“Are you scared, Julie?”
Kekagetan Julie memudar menjadi ketidakpedulian. Ia cukup akrab dengan halusinasi, dan lagipula hampir tidak ada lagi hal normal baginya yang pantas untuk dipedulikan. “Hantu biasanya bisa melayang di udara. Prove it.”
Billy menaikkan kedua alisnya. “Serius?”
Julie mengangguk bosan. “Aku hanya ingin ini berakhir sesegera mungkin.”
Gadis itu mulai bertanya-tanya dalam hati apakah mungkin halusinasinya sekarang terjadi berkat campuran alkohol dan rokoknya beberapa jam yang lalu. Tapi ia tidak merasa mabuk ataupun pusing, dan penglihatannya juga masih jernih di waktu selarut itu. Tubuhnya sudah kebal dengan semua asupan tersebut yang bahkan melebihi makanan sehari-hari yang seharusnya ia cerna.
Ia memperhatikan dengan lekat saat Billy tidak hanya melayangkan tubuhnya saja tetapi juga terbang menuju bangku taman yang tadi ia duduki dan melewatinya begitu saja seperti baluran asap.
“Oke, dengan ini, aku secara resmi telah menjadi lebih dari gila,” ujar Julie pada dirinya sendiri. “Billy, aku tidak tahu apa rencana dan tujuanmu, tapi ada pesta yang mesti kuhadiri dan kemungkinan aku tidak pulang malam ini. Jadi carilah manusia atau makhluk lain untuk menemanimu bermain atau... whatever you want.”
Senyuman Billy menghilang dalam sekejap, dan ia segera melesat ke depan gadis itu, membuat jantung Julie hampir terlepas dari rongganya saking kagetnya untuk kesekian kalinya.
“Julie, aku mendatangimu karena aku diberikan perintah oleh atasanku!”

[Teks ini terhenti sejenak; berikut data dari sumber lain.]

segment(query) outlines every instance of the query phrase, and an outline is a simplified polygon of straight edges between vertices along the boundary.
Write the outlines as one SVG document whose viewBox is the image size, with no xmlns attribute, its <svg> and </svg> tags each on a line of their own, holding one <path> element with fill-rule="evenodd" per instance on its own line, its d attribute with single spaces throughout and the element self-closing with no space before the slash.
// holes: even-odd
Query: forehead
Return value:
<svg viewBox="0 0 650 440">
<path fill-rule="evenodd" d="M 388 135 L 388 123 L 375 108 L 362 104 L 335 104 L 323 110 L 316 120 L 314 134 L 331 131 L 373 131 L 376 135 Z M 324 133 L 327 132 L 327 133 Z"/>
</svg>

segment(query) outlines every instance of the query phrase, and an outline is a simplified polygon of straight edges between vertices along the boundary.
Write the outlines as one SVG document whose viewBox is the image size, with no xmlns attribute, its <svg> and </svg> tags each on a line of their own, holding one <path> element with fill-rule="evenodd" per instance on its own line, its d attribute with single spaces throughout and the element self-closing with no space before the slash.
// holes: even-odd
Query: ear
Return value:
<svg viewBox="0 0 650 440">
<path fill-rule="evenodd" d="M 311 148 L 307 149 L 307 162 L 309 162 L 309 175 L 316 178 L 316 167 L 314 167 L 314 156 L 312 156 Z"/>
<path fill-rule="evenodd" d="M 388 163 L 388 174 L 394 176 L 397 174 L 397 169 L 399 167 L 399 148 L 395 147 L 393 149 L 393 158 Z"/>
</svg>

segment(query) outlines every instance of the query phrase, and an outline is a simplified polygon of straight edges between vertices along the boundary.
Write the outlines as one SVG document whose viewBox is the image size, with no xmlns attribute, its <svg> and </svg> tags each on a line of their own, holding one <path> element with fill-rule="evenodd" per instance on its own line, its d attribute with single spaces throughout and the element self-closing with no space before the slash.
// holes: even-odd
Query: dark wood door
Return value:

Sekarang Julie terbengong.
“Umm, maksudku “atasan” adalah roh yang lebih senior dariku dan—”
“Aku tidak peduli bagaimana alam baka bekerja,” potong Julie kesal. “Kalau tidak ada lagi yang mau kau ucapkan, aku mohon kau memberikanku jalan, dan sebaiknya kita tidak bertemu lagi satu sama lain.”
Billy berdehem. “Oke, aku akan melanjutkan. Aku ingin kau membantu mencari tahu bagaimana kematianku terjadi.”
Julie melipat kedua tangannya, masih mendengarkan.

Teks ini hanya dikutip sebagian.